The state park includes the main house which is actually three buildings joined together to make a rambling eight room house, a tenant house where her maids lived, a reconstructed barn, chicken and duck coops, a vegetable garden, remnants of the orange grove, and two short trails. Visitors may tour the property and peek in the windows anytime the park is opened but to see the inside of the house visit on Thursday through Sunday for a guided tour.
One of the park brochures states that the park is disability friendly. This is not true as nothing is wheelchair friendly. The trail from the parking lot is loose sand, the buildings have steps but not ramps, and the trails are rough with roots and lumpy ground.
Small RVs will fit in the parking lot but it much easier to park in the large county boat ramp and picnic ground parking lot adjacent to the park. Park 29.48015, -82.1605
Friday, December 29, 2017
We liked this national forest campground so much that extended our planned stay by a day and would have stayed longer but the short hours of daylight and clouds that rolled in made our solar panels pretty useless. The fact that we parked under the trees didn’t help either. :-D The sites are all fairly large and the campground appears to get lightly used. The sites under the trees are level. The sites in the grass are not as level but have a partial view of the lake. Amenities include tables, fire rings, trash cans, hand pumped water, and vault toilets.
The campground is about 3.5 miles west from Route 19 on a wide, maintained but washboard dirt road. It’s very dark and quiet at night. Another campground, Lake Delancy West, is adjacent to Lake Delancy East and is designed for OHV users. There were only a few riders during our stay and they rode on trails away from the campgrounds but weekends may be noisy.
None of the sites are designated as accessible but many are usable. The sites in the grass have concrete tables without overhangs but there is at least one wooden one with an extended top. The sites under the trees have wooden tables with short overhangs. The ground at the sites under the trees is hard packed and pushing around is not difficult. The toilets are listed as accessible but I did not check them out.
Wednesday, December 27, 2017
(we’re back :-) hope everyone had a wonderful Christmas!)

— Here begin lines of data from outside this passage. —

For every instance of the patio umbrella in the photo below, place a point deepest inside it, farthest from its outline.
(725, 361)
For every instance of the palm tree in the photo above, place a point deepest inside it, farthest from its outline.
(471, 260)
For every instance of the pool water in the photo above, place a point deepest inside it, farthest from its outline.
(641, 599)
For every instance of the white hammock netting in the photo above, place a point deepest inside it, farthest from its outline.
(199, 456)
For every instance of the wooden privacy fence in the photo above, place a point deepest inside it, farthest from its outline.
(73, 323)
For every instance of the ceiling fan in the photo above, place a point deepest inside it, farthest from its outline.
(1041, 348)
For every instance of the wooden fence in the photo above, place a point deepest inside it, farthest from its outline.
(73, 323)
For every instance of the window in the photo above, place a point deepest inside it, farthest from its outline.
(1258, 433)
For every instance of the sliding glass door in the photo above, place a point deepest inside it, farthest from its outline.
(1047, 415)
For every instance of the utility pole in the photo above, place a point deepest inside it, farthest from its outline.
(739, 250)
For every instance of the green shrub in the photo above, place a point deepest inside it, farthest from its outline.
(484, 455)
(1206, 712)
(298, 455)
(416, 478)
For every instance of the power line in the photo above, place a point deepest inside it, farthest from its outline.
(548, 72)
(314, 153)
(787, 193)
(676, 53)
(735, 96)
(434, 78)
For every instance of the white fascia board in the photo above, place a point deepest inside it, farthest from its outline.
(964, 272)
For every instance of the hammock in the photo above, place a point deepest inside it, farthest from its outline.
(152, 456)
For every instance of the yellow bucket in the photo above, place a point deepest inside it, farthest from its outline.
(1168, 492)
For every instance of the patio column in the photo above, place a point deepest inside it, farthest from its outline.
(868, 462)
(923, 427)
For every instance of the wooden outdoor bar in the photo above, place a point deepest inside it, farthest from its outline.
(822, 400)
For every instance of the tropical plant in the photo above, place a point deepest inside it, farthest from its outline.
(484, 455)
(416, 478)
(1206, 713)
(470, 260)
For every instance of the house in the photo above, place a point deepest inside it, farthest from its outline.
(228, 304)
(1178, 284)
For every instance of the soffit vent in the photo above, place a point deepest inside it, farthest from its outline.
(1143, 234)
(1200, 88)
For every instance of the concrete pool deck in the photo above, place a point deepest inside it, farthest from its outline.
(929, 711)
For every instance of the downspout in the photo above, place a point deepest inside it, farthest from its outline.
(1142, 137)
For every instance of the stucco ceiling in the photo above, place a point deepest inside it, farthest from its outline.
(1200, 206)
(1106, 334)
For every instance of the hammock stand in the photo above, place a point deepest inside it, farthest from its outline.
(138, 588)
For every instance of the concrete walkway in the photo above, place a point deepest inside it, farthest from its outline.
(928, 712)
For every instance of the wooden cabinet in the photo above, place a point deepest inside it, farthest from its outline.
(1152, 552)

Albín Polášek, sculptor and teacher at the Art Institute of Chicago for 30 years, retired in 1950 to a small isolated lakefront home and studio which is now surrounded by the community of Winter Park, Florida. He completed over 400 hundred works including eighteen created after he suffered a stroke which left him with only one good hand. Many of Polášek’s pieces are on display in the studio and garden. The studio is open by guided tour only. There’s also a small museum featuring changing exhibits.
Everything is accessible but the ramp from the garden (fenced off from the front of the property) to the museum rear entrance is steep, lacks a landing, and has a door that opens outward making access very difficult. It may be possible to use the rear studio entrance which is not as steep to return to the parking area.